Fleisch aus der Region muss nicht teuer sein
Der Preisvergleich hat gezeigt, dass es große Preisunterschiede zwischen Supermärkten in einer Stadt geben kann. In Erfurt ist Tegut (36,96 Euro) 70 Prozent teurer als der Globus-Markt (21,45 Euro). An der Theke rechtfertigt eine Verkäuferin den hohen Preis damit, dass das Fleisch aus der Region komme. Bioware sei es aber nicht, erklärt sie auf Nachfrage. Nicht weit von Tegut hat der Handwerks-Fleischer Beer sein Ladengeschäft. Auch hier kommt das Fleisch aus der Region. Der Paket-Preis ist aber mit 24,63 Euro wesentlich günstiger. Das zeigt, dass Fleisch aus der Region nicht immer teuer sein muss.

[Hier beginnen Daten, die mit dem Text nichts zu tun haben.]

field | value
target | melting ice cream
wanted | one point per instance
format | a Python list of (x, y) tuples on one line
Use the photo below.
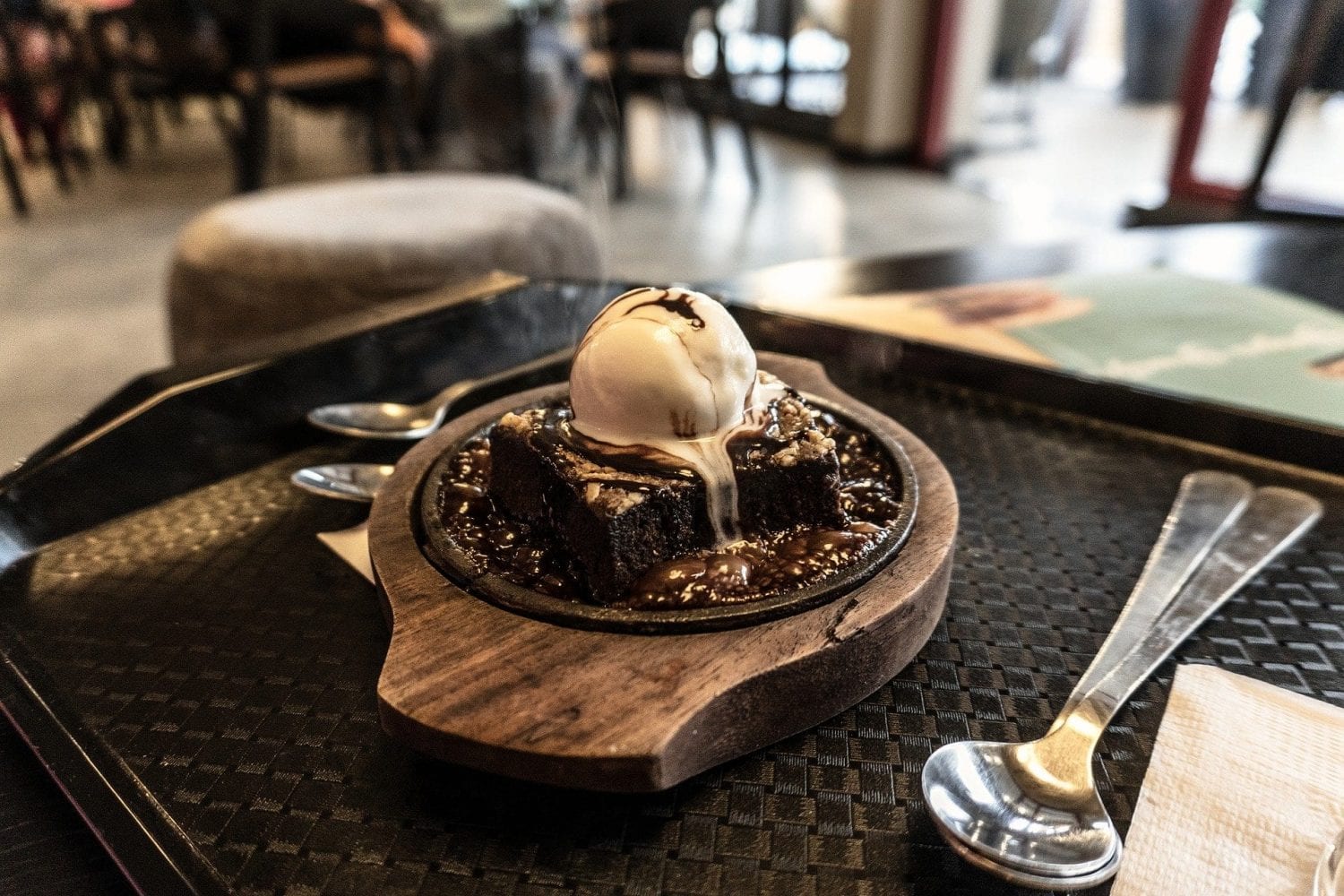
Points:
[(669, 370)]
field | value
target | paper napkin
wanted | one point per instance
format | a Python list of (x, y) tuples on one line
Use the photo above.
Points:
[(351, 546), (1245, 790)]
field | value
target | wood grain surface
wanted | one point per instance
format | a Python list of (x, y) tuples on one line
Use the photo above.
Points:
[(478, 685)]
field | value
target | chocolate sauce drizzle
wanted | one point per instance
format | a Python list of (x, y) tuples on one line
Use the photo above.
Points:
[(755, 567)]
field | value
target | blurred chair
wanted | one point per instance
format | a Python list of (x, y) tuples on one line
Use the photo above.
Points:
[(639, 43), (40, 85), (253, 50), (258, 266)]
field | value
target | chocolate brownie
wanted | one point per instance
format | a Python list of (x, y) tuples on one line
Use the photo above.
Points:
[(621, 514)]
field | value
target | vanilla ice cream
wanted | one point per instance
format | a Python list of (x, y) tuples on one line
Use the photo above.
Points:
[(660, 365), (669, 368)]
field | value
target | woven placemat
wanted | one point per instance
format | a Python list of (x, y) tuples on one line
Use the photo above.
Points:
[(230, 661)]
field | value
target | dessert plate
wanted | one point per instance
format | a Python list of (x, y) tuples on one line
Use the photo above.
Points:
[(456, 562), (483, 685)]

Preissieger punktet nur mit Qualität bei Wurst
Der Preis ist die eine Sache beim Einkauf, die Qualität die andere. MDR-Fernsehkoch Christian Henze testet, ob man den Unterschied zwischen dem teuersten Fleisch- und Wurstpaket (Tegut 36,96 Euro) und dem günstigsten (Globus 21,45 Euro) aus unserem Preisvergleich erkennt. Bei seiner Begutachtung weiß er nicht, welche Ware er vor sich hat. Optisch fällt beim Aufschnitt vor allem der Kochschinken auf. Der entpuppt sich beim teuren Tegut als Formschinken. "Das ist ein aus Fleischteilen mit Enzymen zusammengeklebtes Stück Fleisch. Im Vergleich dazu hat der echte Kochschinken eine Schwarte, eine Fettschicht und ein Stück Fleisch aus der Keule", erklärt der Koch. Beim Geschmackstest liegt der günstigere Anbieter vorn. Beim Bierschinken lobt Henze den fleischigen Geschmack, mehr Einlage und tolle Rezeptur. Das Tegut-Produkt schmeckt für ihn wie industriell hergestellt. "Hat zwar Eigengeschmack, aber nicht den typischen Wurstgeschmack", so der Experte. Beim Fleisch hingegen zieht der MDR-Fernsehkoch bei Globus-Punkte ab. Beispielsweise glänzt ihm der Schweinekamm unangenehm.
Fleisch und Wurst im 5-Jahresvergleich um 14 Prozent verteuert
Da die Umschau schon vor fünf Jahren einen ähnlichen Preisvergleich gemacht hat, konnten auch Preissteigerungen der vergangenen fünf Jahre ermittelt werden. Im Durchschnitt ist im Umschau-Test das Fleischpaket um 16 Prozent teurer geworden. Das ist fast identisch mit dem Verbraucherpreisindex des Statistischen Bundesamtes. Danach sind die Preise von Januar 2008 bis September 2012 um rund 14 Prozent gestiegen. Was die Mittelwert-Statistik aber nicht zeigt, ist die Spannbreite in der Realität. So ist beispielsweise das Fleisch- und Wurstpaket im Real-Markt in Erfurt um mehr als 50 Prozent teurer geworden, im Dresdner Marktkauf blieb der Preis dagegen nahezu konstant.